Given the limits of one person, the state must take over either, or much, of both the care and support of children. Couples with children numerically make up more of the poor than lone parents at any one time, but there is movement upwards with couples, while lone parents tend to accumulate. Individual earnings may have the largest short-run effect on poverty, but they have a small long-term effect compared to marital behaviour. Marriage expands economic possibilities, particularly by giving access to another income stream. It also brings into being a whole series of exchanges involving two groups of relatives and friends on each side, or a personal social security system. It is a risk-reducing institution, where spouses share their economic and social resources and act as a small insurance pool in the face of the unfortunate exigencies and uncertainties of life. This reduces the need for individuals to protect themselves or. usually, have the state to protect them.

The greater the duration of marriage, the greater the benefits. Marriage is related to a more general, less unequal, gain and spread of wealth in society. Married couples save more at the same income level than single people, produce more between themselves, and are more efficient users of resources. The desire to make provision for others fosters saving, and the expectations and requirements of married status are tied up with establishing and maintaining a home and protecting its environs. The effect on forward looking behaviour has profound implications for provision in old age and for older children. Marriage prompts men to increase work effort and earnings, while divorced, separated or nevermarried men are far, far more likely to continue with low or no earnings, and large percentages are unemployed or otherwise economically inactive and likely to be on basic benefits.

Non-marriage not only means less human capital investment and downward mobility for adults, with increasing dependence upon public institutions, but impairs the chances of successive generations. Lone parenthood often means reduced social resources for childrearing, irrespective of the financial position of their mother. This is now finally admitted by Mark Kleinman, writing for the Research Centre for Analysis of Social Exclusion: "Family fragmentation is a major cause of poverty, inequality and social exclusion. Its direct effects in terms of reduced income are compounded by the longerterm indirect effects via lowered educational achievement, low self-esteem and low aspirations."

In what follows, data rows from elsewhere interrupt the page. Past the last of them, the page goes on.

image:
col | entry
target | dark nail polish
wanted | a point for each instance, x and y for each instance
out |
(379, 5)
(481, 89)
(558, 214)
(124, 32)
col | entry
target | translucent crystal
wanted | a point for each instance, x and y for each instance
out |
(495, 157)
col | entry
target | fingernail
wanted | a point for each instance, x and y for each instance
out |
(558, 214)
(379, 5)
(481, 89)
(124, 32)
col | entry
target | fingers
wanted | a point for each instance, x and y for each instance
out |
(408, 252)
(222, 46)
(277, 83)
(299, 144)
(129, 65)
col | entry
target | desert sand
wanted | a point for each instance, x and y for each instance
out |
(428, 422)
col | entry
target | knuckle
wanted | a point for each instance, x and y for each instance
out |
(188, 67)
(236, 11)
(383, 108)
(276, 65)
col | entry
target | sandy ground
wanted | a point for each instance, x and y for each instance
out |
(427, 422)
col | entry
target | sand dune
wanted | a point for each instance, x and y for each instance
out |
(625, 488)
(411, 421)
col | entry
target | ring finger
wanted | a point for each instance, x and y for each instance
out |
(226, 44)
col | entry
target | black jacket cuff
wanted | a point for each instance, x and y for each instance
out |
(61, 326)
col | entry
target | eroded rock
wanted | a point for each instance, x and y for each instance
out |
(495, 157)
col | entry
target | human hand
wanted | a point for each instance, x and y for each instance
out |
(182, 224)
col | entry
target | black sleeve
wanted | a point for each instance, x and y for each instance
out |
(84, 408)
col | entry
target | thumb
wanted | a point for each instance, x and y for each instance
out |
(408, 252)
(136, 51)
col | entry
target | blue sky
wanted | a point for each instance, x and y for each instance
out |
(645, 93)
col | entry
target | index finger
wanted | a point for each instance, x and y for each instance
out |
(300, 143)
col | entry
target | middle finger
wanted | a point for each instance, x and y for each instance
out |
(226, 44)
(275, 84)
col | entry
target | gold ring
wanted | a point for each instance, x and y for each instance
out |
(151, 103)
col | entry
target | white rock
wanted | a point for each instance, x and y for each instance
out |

There is much to be lost in the long term, personal and public, when marriage is discouraged by its immediate costs. Programmes that are means tested and favourable towards lone parents will militate against choices which will improve people's situation in the longer term by undermining the remarkable capacity of marriage to improve wellbeing. Policy makers are not so much unaware as uncaring of the stakes when, led by ideologues, they stamp it out.

Dr Patricia Morgan is senior research fellow at the Institute of Economic Affairs and author of Farewell to the Family.